A seasonal tone to this Christmas/ New Year page is brought by a Mistle Thrush Turdus viscivorus, whose common name and scientific name both come from its longstanding habit of eating berries of Mistletoe Viscum album. Nowadays, however, they are much more likely to be found defending a large bush of holly Ilex aquifolium.
This bird was a first-year, Euring age code 3, shown by its moult limit in the greater coverts, with four 'old' (juvenile) feathers.
Not many of us in Britain gain familiarity with ageing Mistle Thrushes, as relatively few are ringed - only around one-hundredth of the numbers of the commonest thrush, the Blackbird Turdus merula - but, as well as the difference in colour and texture between the two generations of feathers in the greater coverts, there is also the obvious step in size, usually found with thrushes. We should, however, beware of oddities such as the Robin Erithacus rubecula shown below. Both the step in size from the innermost four greater coverts to the outermost six, and the lighter-coloured spots on the tips of three of the outermost greater coverts, could fool the unwary ringer into thinking this is a first-year bird but in fact it was ringed two years ago. As pointed out previously, it is certainly not true that the presence of any buff tips has to indicate a first-year Robin. The buffish shaft on the outermost median covert might also have been designed to mislead us! But the colour and texture (glossiness) of the greater coverts is the same, and I guess that the step in size just has to be explained-away as an oddity.
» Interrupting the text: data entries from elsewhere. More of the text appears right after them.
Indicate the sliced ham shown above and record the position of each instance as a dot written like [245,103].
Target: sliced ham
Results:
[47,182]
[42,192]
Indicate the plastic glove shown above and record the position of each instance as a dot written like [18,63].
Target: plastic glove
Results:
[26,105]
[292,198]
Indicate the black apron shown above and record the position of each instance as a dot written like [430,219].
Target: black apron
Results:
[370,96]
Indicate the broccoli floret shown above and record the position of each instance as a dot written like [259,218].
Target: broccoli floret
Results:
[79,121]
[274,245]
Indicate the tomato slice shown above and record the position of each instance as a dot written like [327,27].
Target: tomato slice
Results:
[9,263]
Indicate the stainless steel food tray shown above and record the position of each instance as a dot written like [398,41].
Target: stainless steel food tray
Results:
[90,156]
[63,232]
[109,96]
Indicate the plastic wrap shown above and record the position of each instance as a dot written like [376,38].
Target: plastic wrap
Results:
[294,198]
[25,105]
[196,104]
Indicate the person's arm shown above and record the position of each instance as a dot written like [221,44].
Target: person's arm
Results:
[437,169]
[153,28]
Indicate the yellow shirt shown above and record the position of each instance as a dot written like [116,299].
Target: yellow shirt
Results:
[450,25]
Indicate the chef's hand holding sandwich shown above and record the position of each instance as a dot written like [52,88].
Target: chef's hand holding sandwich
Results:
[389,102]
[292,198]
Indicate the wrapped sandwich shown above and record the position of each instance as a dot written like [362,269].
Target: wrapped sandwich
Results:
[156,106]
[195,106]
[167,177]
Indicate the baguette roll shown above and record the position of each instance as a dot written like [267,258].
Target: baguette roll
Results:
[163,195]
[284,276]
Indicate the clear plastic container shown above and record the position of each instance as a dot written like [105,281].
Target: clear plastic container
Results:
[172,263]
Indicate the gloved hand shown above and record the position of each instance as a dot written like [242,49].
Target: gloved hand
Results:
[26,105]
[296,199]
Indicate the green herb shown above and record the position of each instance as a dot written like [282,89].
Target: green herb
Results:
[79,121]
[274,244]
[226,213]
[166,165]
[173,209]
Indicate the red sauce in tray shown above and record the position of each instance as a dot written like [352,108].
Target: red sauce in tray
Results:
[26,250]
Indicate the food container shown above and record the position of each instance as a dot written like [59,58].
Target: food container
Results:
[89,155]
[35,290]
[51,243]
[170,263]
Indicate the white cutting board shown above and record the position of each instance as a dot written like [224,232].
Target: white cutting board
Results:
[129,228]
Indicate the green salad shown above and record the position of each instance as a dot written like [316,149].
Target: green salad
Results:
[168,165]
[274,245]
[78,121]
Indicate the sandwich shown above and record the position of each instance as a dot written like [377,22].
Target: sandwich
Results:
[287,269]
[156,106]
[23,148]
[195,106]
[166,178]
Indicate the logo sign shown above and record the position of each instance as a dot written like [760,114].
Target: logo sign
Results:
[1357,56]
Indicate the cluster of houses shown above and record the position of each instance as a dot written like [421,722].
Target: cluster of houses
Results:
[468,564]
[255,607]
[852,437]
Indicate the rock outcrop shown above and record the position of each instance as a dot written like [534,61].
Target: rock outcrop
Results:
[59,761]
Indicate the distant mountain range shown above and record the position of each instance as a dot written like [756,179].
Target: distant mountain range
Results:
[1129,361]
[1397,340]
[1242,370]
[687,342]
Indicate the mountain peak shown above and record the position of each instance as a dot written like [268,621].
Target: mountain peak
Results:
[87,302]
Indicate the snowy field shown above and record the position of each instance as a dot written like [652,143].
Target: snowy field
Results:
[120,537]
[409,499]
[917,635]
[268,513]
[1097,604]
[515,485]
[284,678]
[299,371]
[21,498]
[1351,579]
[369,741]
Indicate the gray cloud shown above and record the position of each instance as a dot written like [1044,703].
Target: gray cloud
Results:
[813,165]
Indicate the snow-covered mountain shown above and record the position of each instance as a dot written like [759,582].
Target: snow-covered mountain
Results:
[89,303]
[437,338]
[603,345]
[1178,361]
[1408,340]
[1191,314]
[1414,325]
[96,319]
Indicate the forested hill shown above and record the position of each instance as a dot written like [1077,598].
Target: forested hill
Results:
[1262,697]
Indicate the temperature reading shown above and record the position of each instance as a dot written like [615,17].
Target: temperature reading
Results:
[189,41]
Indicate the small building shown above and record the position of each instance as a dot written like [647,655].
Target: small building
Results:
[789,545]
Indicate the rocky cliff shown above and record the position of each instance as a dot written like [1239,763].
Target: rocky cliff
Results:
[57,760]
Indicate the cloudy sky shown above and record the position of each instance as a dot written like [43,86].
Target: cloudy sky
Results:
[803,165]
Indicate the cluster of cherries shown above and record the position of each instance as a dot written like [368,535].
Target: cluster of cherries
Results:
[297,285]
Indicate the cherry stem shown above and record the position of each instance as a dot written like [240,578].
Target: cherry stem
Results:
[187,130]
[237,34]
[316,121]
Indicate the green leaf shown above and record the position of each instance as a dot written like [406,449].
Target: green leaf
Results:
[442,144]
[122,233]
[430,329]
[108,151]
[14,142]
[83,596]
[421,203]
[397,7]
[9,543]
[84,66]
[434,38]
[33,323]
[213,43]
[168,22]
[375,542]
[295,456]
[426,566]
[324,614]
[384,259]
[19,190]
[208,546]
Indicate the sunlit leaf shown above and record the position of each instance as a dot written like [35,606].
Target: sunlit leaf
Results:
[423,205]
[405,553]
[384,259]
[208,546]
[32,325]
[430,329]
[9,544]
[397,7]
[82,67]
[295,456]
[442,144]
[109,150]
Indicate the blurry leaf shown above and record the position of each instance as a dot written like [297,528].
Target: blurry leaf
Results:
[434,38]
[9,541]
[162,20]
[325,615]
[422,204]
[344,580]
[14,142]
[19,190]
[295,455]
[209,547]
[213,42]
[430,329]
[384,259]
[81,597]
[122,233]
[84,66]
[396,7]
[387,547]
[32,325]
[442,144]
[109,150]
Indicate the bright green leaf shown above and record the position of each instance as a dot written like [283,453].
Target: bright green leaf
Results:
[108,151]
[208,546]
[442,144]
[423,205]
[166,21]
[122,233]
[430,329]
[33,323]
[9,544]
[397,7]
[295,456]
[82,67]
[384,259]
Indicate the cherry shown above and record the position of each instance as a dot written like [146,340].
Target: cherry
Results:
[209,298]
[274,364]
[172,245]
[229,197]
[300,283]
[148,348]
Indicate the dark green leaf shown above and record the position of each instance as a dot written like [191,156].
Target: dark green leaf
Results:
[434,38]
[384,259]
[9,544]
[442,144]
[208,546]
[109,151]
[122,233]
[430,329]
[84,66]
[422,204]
This website is not supposed to be a 'freak show', but some strange plumages demand attention and comment. The Great Spotted Woodpecker Dendrocopos major shown previously just over a year ago (18 December 2003) was retrapped in my garden on 11 December 2004, and has still not moulted some of its feathers, although others have been renewed normally.
Hatched in 2002 or earlier, this bird is now at least two-and-a-half years old, and in its annual moult in 2004, as in 2003, it missed replacing many of its feathers, which are now bleached and pale, but still serviceable! The old feathers on top of its head give it a distinctly odd look:
On the other hand, it has moulted a new tail, some primaries and some secondary feathers. Comparison with photographs from December 2003, and the detailed moult card completed then, shows that most of the secondary feathers were not moulted normally in 2003 and thus are now at least two-and-a-half years old, and clearly appear to be very bleached, although not badly worn. The image is annotated with the year in which the secondary feathers were grown; the contrast between the generations of feathers is striking:
One would have thought that a bird looking like this must be in trouble, with some physiological malfunctions, but it has clearly survived to a reasonable age. It might also be expected to be in poor condition, so what about the traditional measure of condition, the bird's weight? Who would have guessed that its weight was identical, to within 0.1g, to when it was first ringed a year ago, and that this is actually the heaviest Great Spotted Woodpecker (87.8g) that I have ever measured in 25 years of ringing?